I shall be the Buffalo Bill of Harvard, and I
shall give charming little entertainments in my rooms, or in some
little garden-plot suitable to the purpose.'
'Shall you make a point of keeping up with your class?' asked Mrs.
Winship.
'Oh yes, unless they go too fast. My sports won't take any more time
than rowing or baseball. They'll be a little more expensive, because
I'll have to keep some wild cattle constantly on hand, and perhaps a
vaquero or two; but a vaquero won't cost any more than a valet.'
'I didn't intend furnishing you with a valet,' remarked his mother.
'But I shall be self-supporting, mother dear. I shall give
exhibitions on the campus, and the gate-money will keep me in
luxury.'
'This is all very interesting,' said Polly, cuttingly; 'but what has
it to do with California, I'd like to know?'
'Poor dear! Your brain is so weak. Can't you see that when I am the
fashion in Cambridge, it will be noised about that I gained my
marvellous skill in California? This will increase emigration.
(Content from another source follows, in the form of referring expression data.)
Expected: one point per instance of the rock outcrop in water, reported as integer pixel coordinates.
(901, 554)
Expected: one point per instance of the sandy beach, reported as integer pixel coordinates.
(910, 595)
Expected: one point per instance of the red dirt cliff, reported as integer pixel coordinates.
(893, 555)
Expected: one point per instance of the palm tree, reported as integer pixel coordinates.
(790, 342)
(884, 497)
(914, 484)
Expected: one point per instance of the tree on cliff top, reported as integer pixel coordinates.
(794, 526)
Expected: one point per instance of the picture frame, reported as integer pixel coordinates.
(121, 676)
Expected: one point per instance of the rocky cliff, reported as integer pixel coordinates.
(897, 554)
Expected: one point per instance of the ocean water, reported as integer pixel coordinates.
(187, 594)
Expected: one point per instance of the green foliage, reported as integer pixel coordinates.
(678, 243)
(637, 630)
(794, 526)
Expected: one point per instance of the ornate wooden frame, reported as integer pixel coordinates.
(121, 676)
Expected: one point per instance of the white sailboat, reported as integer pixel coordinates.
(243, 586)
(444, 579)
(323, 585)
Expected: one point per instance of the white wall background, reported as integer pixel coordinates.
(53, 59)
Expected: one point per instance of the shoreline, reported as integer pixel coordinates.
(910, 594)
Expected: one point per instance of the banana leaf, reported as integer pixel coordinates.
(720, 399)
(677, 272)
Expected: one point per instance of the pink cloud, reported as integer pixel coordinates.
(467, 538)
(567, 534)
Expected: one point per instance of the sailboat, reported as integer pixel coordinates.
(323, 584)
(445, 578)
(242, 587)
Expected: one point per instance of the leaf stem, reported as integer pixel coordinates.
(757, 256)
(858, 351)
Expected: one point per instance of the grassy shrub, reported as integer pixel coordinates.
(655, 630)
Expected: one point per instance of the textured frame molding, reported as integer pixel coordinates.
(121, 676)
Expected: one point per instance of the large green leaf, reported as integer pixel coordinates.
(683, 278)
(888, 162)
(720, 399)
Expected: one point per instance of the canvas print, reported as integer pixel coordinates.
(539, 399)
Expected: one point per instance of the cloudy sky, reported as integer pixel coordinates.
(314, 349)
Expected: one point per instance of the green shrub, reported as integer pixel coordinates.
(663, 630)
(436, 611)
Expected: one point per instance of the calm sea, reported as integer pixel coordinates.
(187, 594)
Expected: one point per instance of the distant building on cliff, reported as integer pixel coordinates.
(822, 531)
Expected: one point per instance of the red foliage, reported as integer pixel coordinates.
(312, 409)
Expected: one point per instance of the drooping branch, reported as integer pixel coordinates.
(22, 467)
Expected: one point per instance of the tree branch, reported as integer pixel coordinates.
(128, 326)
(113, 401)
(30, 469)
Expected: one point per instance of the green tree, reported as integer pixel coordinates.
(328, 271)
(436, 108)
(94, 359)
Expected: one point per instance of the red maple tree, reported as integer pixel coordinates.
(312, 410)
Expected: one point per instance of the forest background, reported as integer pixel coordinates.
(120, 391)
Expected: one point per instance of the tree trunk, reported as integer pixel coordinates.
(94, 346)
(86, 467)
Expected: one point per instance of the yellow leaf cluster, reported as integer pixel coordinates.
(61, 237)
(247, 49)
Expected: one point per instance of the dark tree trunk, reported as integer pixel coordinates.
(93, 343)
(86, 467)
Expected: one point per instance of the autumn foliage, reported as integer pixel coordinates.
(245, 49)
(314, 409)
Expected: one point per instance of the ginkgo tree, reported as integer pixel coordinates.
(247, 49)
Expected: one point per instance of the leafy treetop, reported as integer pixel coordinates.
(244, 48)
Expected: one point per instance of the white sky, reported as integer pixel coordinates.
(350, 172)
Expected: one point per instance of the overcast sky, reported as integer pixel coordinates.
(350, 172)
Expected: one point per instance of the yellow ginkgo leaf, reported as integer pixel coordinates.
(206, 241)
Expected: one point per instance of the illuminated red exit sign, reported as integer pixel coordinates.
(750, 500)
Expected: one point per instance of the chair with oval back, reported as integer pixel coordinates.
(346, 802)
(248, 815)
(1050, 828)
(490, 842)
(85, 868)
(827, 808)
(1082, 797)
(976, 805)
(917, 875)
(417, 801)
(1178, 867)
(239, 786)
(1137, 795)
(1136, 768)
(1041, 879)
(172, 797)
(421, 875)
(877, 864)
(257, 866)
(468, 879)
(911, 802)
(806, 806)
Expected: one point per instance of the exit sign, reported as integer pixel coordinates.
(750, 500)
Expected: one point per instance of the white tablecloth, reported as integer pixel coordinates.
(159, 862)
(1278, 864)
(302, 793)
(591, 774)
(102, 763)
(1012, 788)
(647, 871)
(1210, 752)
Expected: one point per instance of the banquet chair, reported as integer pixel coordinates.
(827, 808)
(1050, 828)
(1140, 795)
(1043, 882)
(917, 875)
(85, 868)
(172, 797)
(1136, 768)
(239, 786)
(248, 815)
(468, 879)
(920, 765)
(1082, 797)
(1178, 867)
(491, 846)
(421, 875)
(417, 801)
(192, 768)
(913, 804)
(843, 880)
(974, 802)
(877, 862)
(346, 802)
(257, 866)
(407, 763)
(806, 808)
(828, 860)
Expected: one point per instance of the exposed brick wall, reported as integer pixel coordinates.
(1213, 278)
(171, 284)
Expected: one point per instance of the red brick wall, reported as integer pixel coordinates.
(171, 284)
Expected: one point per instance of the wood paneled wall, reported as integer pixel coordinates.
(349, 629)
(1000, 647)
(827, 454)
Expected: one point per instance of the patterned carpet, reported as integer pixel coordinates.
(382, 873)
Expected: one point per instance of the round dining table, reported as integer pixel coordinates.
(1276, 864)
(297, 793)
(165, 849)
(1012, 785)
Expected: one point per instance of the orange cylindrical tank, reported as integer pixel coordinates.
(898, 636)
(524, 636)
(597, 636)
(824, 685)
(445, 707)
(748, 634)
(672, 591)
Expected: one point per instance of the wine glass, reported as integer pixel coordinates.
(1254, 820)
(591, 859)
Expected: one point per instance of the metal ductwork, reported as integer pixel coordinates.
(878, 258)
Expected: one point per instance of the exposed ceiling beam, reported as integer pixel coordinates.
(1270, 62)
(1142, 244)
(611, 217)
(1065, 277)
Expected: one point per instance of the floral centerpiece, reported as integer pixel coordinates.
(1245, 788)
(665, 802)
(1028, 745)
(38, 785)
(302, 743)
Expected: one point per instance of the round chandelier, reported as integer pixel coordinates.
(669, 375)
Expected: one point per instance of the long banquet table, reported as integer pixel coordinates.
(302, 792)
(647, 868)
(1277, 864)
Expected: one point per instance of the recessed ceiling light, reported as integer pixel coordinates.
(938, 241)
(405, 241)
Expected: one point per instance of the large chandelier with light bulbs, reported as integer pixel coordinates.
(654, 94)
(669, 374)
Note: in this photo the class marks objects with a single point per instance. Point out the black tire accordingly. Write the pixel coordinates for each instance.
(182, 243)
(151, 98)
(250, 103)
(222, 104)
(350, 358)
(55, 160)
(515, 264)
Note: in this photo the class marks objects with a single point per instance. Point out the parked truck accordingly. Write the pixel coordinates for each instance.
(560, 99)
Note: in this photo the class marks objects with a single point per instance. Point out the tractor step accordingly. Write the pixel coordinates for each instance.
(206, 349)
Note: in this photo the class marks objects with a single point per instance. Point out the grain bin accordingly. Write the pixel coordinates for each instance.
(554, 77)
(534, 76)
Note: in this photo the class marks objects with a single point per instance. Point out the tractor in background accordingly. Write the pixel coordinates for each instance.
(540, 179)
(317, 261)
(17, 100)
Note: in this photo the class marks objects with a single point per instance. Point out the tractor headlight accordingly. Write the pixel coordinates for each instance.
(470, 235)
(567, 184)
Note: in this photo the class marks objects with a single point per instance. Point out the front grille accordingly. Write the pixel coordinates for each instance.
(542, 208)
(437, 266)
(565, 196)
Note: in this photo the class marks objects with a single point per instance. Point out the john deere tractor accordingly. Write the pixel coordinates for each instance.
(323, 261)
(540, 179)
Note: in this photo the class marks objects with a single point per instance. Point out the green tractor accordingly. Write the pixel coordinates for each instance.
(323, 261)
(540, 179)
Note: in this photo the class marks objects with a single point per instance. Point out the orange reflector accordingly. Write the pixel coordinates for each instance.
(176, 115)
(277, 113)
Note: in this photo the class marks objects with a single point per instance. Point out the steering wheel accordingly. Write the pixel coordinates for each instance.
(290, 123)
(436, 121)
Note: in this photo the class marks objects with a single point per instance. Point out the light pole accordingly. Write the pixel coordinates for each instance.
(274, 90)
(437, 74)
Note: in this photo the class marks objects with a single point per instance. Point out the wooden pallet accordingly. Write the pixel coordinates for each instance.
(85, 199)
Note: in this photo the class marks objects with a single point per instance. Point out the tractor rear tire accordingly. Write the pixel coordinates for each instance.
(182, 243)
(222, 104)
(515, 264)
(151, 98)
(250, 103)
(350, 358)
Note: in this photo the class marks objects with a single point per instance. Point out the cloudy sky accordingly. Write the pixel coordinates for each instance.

I
don't pretend to say it will swell the population like the discovery
of gold in '48, but it will have a perceptible effect.'
'You are more modest than a whole mossy bank of violets,' laughed Dr.
Paul. 'Now, Margery, will you give us your legend?'
'Mine is the story of Juan de Dios (literally, Juan of God), and I'm
sorry to say that it has a horse in it, like Polly's; only hers was a
snow-white mare, and mine is a coal-black charger.